Jono: "Yeah, that's often the case."
Me: "Anyway, we were wondering about the possibility of working for accomodation."
Me: "Ok then."
And that was that. Matt and I work an hour and a half here each day in exchange for our room, and it feels great. It's nice to contribute to the space where we are living, and we're trusted to see what needs doing and do it, and do our work on our own schedule. I think Jono was actually a little relieved to have people come and clean- only a couple long-termers stayed here this winter, so the housekeeping had fallen a bit behind. But only a few hours of work makes a huge dent. So far Matt has cleaned all the windows and bathrooms, and I've vacuumed the whole house, cleaned the kitchen, and made up beds in some of the empty rooms. It's a pretty cool deal, and it feels nice to invest in where we're staying.
The place is great, convenient, and already feels like home. We have a private room, free wireless internet, a huge kitchen and living space at our disposal, and are a five minute drive from the sea, which we can see from the front porch. There's just a couple other guys here right now, staying for quite a while, and everyone is really chill and the place stays friendly but quiet.

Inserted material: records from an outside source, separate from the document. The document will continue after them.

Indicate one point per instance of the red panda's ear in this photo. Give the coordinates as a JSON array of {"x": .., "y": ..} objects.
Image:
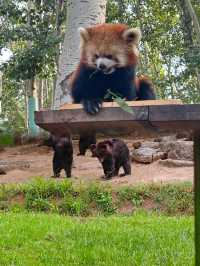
[
  {"x": 132, "y": 35},
  {"x": 83, "y": 34}
]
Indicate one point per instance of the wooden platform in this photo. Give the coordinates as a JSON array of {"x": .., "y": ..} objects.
[{"x": 147, "y": 115}]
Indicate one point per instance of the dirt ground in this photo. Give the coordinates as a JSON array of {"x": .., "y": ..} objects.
[{"x": 85, "y": 168}]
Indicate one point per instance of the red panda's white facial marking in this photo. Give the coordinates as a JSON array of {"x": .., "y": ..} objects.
[{"x": 106, "y": 47}]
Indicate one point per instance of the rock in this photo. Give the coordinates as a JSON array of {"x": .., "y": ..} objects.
[
  {"x": 151, "y": 144},
  {"x": 147, "y": 155},
  {"x": 178, "y": 150},
  {"x": 136, "y": 144},
  {"x": 184, "y": 135},
  {"x": 176, "y": 163},
  {"x": 11, "y": 165},
  {"x": 165, "y": 138}
]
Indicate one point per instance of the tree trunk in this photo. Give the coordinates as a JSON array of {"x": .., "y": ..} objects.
[
  {"x": 194, "y": 19},
  {"x": 190, "y": 23},
  {"x": 79, "y": 14},
  {"x": 33, "y": 129}
]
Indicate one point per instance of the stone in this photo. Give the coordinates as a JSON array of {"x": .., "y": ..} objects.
[
  {"x": 176, "y": 163},
  {"x": 136, "y": 144},
  {"x": 6, "y": 166},
  {"x": 165, "y": 138},
  {"x": 147, "y": 155},
  {"x": 178, "y": 150}
]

We've been looking for paid work since we arrived, and after a day of job hunting, we both got a 5-day gig later this month with Kathmandu, a big chain outdoors store, which is moving shop and needs grunt laborers to help out during that time. It's not awesome work, but minimum wage here is $12.10 and we'll be paid $13.50, so it's something. We're continuing to look for something more permanent, and hoping we can stay on here at the Wavehaven after our couple weeks' of work exchange, maybe as long-termers paying discounted rent- we'll see.

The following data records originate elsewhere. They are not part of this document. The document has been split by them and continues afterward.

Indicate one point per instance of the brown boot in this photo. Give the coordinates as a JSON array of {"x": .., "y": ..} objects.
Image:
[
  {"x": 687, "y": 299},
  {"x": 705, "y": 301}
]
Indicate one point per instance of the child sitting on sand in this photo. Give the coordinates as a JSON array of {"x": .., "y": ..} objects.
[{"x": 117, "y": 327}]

On the surfing front, everyone is excited because the swell is arriving today, so hopefully we'll get out on the water soon. Unfortunately, the surfboard we bought a month ago has been massively damaged. We asked around regarding the best place here to take it for repairs, and is currently being worked on, but it will be an expensive fix- basically it was exposed to direct (harsh, New Zealand) sunlight while in the van, which overheated the epoxy coating, which then bubbled up from the foam interior and created a giant blister 18 inches long. It's ugly, and we had no idea it could happen- we've never had an epoxy board before, and compared to New Zealand, we don't even have sun in Oregon. Here's what it looked like before repairs:
After shopping around every board shop in New Plymouth, yesterday we bought a second board, a 7'2" Superfish, the biggest and floatiest board we could find in our price range, that can still fit in the van (we're both longboarders but will be challenged here because we can't transport a board longer than 7'6"- but it will be good for us). We bought this board secondhand from Bill Clark, an American expat with a shop and shaping room in Fitzroy. The board needed a couple small patch jobs, and he was so happy to meet fellow Americans that he threw in a bunch of the repair supplies for free! Matt's been showing me how to do the repairs, and we should have board in working order soon.
In summary: we have a nice place to live for free, a great town just 10 minutes away with everything we need, a lovely view and within a couple days, we'll have two functional surfboards- I think we're set!